01. September 2017 - 18:32 Uhr

Mücke legt keine Ziele für die VLN-Premiere seines Teams fest - Man wolle lernen, aber noch steht nicht fest, ob "nur" für GT4 oder auch für weitere GT3-Einsätze

Peter Mücke
Peter Mücke geht mit seinem Team bei VLN 6 mit einem GT3 an den Start
© ADAC Motorsport

(Motorsport-Total.com) - Die VLN-Langstreckenmeisterschaft wird an diesem Wochenende eine Nummer bunter: Mücke Motorsport schickt seinen Pink-Panther-Mercedes-AMG GT3 mit Edoardo Mortara und Christian Hohenadel auf die Nürburgring-Nordschleife. Der Einsatz erfolgt auf Pirelli-Reifen, womit die GT3-Spitzengruppe um einen Hersteller reicher geworden ist. Dem Team geht es in erster Linie ums Lernen. Natürlich nicht ohne Hintergedanken für 2018, doch noch steht nicht fest, ob es dann regelmäßige GT3-Einsätze in der "Grünen Hölle" geben wird.

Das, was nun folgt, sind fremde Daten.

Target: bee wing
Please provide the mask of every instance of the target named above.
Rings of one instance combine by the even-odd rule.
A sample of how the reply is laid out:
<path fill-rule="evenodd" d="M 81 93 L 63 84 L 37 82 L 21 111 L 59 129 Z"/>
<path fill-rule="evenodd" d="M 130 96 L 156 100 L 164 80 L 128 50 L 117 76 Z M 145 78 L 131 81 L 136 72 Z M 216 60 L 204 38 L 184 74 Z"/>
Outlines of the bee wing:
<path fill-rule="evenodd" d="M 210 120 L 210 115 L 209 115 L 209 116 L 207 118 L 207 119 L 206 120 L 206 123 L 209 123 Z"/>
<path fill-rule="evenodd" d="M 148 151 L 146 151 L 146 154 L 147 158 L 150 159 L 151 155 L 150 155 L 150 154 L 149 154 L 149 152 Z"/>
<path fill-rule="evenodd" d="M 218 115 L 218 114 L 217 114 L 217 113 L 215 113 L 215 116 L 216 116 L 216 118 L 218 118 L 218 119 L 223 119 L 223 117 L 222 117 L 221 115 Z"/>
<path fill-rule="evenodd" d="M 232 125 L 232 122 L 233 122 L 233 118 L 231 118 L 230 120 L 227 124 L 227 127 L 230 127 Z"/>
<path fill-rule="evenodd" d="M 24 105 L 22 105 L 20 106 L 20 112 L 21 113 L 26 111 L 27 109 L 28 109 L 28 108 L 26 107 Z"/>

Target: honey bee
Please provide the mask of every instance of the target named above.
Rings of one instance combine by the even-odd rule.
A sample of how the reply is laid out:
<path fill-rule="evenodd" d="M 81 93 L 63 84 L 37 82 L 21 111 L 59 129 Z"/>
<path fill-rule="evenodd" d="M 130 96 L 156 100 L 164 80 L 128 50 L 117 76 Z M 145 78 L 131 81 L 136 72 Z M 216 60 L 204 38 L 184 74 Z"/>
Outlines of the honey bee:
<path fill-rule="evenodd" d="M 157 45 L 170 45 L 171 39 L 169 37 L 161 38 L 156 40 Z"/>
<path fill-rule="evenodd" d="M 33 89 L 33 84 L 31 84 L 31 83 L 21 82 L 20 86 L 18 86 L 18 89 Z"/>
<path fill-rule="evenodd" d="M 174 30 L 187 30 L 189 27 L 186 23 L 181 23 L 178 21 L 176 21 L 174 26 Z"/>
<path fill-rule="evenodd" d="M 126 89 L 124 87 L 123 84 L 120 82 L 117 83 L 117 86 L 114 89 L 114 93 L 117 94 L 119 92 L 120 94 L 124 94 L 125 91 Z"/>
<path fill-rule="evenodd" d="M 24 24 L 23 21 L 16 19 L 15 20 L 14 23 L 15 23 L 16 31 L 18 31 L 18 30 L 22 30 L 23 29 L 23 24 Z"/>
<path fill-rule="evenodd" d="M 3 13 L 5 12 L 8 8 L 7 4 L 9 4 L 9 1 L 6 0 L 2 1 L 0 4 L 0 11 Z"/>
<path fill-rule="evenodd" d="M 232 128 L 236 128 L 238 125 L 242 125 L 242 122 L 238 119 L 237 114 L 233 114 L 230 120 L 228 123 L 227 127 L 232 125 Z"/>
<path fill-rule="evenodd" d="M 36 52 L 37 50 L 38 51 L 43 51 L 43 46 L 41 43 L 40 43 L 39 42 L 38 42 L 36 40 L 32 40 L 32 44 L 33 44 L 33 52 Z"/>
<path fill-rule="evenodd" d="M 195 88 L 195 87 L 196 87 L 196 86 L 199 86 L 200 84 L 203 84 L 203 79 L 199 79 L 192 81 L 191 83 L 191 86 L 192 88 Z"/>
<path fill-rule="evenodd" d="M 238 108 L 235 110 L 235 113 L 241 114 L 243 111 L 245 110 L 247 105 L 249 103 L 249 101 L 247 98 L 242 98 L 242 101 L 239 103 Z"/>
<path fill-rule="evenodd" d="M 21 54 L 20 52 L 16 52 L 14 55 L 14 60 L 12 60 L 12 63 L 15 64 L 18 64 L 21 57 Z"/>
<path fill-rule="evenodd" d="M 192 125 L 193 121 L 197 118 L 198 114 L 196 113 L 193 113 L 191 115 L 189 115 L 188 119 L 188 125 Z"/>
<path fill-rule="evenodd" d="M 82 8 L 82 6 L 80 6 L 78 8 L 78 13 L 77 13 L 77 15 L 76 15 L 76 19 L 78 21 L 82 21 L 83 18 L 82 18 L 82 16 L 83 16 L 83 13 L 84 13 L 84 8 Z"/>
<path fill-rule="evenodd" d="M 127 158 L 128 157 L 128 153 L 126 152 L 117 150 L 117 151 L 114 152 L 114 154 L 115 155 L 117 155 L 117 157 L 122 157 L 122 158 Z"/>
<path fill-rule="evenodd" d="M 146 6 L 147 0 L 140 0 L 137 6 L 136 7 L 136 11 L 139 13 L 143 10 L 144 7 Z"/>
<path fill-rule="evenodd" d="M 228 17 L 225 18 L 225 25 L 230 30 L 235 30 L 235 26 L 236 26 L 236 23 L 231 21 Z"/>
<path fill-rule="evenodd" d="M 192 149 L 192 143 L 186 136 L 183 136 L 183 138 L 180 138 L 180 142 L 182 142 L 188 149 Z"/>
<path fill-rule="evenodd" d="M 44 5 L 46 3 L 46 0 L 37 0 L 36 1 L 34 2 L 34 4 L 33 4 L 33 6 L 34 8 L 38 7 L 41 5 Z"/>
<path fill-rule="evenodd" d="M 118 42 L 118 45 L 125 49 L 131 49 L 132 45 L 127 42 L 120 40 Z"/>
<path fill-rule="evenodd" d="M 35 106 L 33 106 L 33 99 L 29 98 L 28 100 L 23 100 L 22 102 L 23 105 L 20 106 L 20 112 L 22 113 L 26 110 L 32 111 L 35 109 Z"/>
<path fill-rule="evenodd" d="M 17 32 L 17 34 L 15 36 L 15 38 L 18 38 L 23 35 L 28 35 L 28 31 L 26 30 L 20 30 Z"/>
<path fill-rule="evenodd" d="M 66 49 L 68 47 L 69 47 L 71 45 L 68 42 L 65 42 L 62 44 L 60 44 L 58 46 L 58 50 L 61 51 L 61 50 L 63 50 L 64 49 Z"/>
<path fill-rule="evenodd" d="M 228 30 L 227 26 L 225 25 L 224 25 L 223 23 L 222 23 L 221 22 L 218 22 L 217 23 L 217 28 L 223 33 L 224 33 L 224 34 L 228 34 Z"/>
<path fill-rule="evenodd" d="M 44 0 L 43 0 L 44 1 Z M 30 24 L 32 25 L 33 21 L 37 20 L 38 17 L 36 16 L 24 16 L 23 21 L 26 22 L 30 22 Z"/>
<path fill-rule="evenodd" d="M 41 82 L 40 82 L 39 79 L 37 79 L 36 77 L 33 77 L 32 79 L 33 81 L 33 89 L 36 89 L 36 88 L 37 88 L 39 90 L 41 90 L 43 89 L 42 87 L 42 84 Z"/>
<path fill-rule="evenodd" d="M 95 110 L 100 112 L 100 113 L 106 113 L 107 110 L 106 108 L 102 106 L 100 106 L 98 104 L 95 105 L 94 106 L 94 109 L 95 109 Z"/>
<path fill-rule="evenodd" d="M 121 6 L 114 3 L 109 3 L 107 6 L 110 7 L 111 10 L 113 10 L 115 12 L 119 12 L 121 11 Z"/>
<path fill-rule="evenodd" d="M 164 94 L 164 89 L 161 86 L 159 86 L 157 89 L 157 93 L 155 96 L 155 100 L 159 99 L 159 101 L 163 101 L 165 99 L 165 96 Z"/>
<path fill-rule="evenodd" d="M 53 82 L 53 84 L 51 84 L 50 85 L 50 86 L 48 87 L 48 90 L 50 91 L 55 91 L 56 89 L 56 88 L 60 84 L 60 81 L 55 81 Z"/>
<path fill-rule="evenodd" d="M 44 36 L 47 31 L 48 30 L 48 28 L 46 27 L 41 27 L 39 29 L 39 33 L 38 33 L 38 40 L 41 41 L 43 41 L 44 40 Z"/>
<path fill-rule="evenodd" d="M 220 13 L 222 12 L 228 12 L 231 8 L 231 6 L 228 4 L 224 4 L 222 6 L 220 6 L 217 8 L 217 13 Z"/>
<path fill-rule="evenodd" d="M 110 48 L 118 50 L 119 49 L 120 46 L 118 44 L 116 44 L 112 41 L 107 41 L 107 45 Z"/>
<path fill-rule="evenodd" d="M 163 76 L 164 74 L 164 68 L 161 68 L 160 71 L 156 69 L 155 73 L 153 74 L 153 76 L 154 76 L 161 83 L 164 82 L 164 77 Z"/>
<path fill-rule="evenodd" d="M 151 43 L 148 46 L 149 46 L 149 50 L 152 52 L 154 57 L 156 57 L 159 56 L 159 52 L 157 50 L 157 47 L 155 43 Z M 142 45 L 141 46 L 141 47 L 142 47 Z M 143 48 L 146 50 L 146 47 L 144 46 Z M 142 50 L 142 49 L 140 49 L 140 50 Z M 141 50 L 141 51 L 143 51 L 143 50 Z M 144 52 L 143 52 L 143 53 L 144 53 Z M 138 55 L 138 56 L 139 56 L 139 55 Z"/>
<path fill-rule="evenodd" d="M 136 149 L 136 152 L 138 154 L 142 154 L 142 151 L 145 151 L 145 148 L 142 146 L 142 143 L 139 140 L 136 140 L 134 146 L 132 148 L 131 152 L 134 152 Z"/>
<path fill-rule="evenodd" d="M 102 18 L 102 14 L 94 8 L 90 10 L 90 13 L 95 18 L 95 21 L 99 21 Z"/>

"Das lässt sich im Vorfeld so nicht sagen", antwortet Teamchef Peter Mücke bei 'vln.de' auf die Frage, ob der VLN-Start eine einmalige Sache bleiben wird. "Dazu gehören viele Dinge. Es geht zum Beispiel um Finanzierungen und die entsprechende Zeit, die man haben muss, um das Ganze zu machen. Im Moment sehen wir den Start ganz klar als Test- und Entwicklungsmöglichkeit, ohne jegliche Ambitionen. Es geht nicht darum, zu gewinnen oder vorne mit dabei zu sein. Wir wollen lernen. Das ist das Hauptziel." Der Rest werde sich dann zeigen. Bisher ist bekannt, dass Mücke für 2018 ein GT4-Engagement anstrebt, das auch die Nürburgring-Nordschleife beinhalten soll.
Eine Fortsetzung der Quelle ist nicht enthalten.